What is being sacrificed to maintain the euro and the E.U./U.S. banking cartel? Everything of value: liberty, democracy and sovereignty.
by Charles Hugh Smith
Today we present the culmination of the previous
entries ( Global Crisis: the
Convergence of Marx, Orwell and Kafka and Are You Loving Your
Servitude Yet?): A brief commentary by longtime correspondent Harun
I. on Mario Draghi's market-moving statement: “Within our mandate, the ECB is
ready to do whatever it takes to preserve the euro. And believe me, it will be
enough.”
Nice, Mr. Draghi, but at what cost? And who will
ultimately bear this cost? It is already far beyond the measure of mere money;
democracy, truth and sovereignty have all been destroyed to prop up the central
bankers' Status Quo. We can presume Mr. Bernanke and the Federal Reserve are in
on the propaganda campaign, and so we need to examine the words and promises of
these two central bankers, as well as what they have not said.
Is talking about printing money as good as actually
printing money? It would seem so. Is promising to "do whatever it
takes" as good as actually doing whatever it takes? Once again, it seems
so; global markets leaped at the "news" that the financial Status Quo
was going to be "saved" yet again.
What
if it is beyond saving?
What
if the cost in treasure, blood, liberty, sovereignty and truth is not worth the
'saving" of a broken, unsustainable, corrupted, parasitic, predatory
system? Do we get to choose, or are we just passengers on the train as the
central bankers accelerate toward the chasm ahead?

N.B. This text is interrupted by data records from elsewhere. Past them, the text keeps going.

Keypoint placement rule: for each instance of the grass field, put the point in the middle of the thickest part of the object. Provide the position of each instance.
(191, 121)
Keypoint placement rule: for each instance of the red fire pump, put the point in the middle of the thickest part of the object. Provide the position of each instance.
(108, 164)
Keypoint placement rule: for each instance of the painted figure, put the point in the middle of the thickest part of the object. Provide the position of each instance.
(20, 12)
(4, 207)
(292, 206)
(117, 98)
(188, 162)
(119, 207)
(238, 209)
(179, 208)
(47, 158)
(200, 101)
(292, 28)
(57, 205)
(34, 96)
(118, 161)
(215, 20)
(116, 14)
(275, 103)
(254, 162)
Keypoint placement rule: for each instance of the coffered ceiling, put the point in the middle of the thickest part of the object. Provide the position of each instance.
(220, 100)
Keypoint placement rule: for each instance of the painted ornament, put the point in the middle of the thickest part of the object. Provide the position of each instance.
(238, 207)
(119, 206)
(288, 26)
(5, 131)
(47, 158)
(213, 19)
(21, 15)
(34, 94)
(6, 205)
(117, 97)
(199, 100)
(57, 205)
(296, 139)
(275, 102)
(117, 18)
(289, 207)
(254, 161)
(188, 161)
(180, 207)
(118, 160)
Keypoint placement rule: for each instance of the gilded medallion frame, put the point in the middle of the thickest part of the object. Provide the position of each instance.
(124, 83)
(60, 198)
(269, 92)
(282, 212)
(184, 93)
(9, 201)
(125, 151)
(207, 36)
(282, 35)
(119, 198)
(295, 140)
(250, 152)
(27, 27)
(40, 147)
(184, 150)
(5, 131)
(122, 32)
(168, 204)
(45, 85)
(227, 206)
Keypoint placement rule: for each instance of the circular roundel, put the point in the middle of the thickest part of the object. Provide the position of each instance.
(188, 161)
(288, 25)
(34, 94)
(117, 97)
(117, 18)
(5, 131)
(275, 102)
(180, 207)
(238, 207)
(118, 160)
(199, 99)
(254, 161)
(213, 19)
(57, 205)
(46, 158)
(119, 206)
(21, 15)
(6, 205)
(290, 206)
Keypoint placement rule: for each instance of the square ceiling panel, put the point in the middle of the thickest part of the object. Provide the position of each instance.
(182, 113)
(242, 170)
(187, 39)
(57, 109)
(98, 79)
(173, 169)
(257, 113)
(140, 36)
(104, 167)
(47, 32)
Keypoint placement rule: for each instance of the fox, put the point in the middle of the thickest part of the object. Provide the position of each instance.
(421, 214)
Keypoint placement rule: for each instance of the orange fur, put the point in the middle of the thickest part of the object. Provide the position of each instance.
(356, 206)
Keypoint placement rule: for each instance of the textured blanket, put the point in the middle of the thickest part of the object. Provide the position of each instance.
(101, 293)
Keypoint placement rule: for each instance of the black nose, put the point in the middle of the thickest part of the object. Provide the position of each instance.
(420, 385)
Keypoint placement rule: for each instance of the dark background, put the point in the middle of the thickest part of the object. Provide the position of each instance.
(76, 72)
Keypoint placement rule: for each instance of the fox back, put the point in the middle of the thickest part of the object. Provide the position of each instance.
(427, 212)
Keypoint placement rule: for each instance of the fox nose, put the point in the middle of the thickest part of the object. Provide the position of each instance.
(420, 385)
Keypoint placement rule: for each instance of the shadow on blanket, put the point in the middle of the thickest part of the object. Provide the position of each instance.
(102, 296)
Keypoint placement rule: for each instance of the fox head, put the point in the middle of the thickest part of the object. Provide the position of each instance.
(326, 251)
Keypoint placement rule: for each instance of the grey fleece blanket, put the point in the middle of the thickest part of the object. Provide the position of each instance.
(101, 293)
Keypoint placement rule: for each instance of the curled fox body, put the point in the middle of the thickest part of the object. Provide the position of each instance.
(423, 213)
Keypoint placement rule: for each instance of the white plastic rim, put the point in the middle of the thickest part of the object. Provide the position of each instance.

Here is Harun's commentary:
Words have meaning and people should choose them carefully. Nigel Farage commented that what he saw in the faces of EU officials was "madness". We should not underestimate his assessment.
At some point these individuals have to be viewed as dangerous. If we peer beyond terms such as QE, printing money out of thin air, stimulate, etc, and understand their effect, they begin to appear not so benign.
What if central bank officials came out and said, "We are going to raise your taxes", or "we are going to reduce your purchasing power", or, down to its essential point, "we are going to take money out of your pocket"? We know that there would be an uproar.